Multi-output model of medium-temperature chillers for digital twins: A comparative study of steady-state and dynamic modeling approaches

Chiller modeling is essential for ensuring efficient chiller operation. The existing chiller models are mostly single-output steady-state models that cannot accurately capture the dynamic behavior of chillers and cannot meet the needs of digital twins. In this work, a multi-output model framework was proposed to facilitate the development of a digital twin chiller. Subsequently, three steady-state and three dynamic chiller models were developed based on a medium-temperature case. The hyperparameters of the six candidate models were optimized. To systematically evaluate model suitability, we introduced two novel metrics: the univariate error, which quantifies prediction accuracy for individual variables, and the model overall error, which aggregates errors across all variables to assess comprehensive performance.

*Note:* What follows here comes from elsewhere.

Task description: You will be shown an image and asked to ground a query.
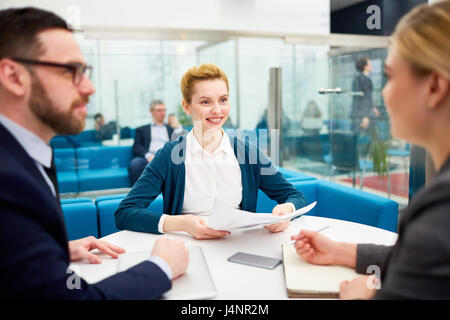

A comparative analysis was then conducted to contrast the best steady-state and dynamic models, evaluating their overall error and dynamic responsiveness. The study results show that: The chiller power consumption of all models exhibit the lowest prediction accuracy, followed by evaporator outlet water temperature and condenser outlet water temperature. The support vector regression (SVR) model is the best of the steady state models with model overall error of 10.84 %, and the gate recurrent unit (GRU) model is the best of the steady state models with model overall error of 3.67 %. Notably, the GRU model demonstrates superior accuracy in predicting evaporator outlet temperature($T_{\mathrm{eo}}$), condenser outlet temperature($T_{\mathrm{co}})$ and chiller power consumption($P)$ and better captured transient fluctuations in these variables during chiller start-up and load changes compared with the SVR model. The findings provide a methodological foundation for developing digital twin models and optimizing intelligent operation/maintenance strategies for chillers.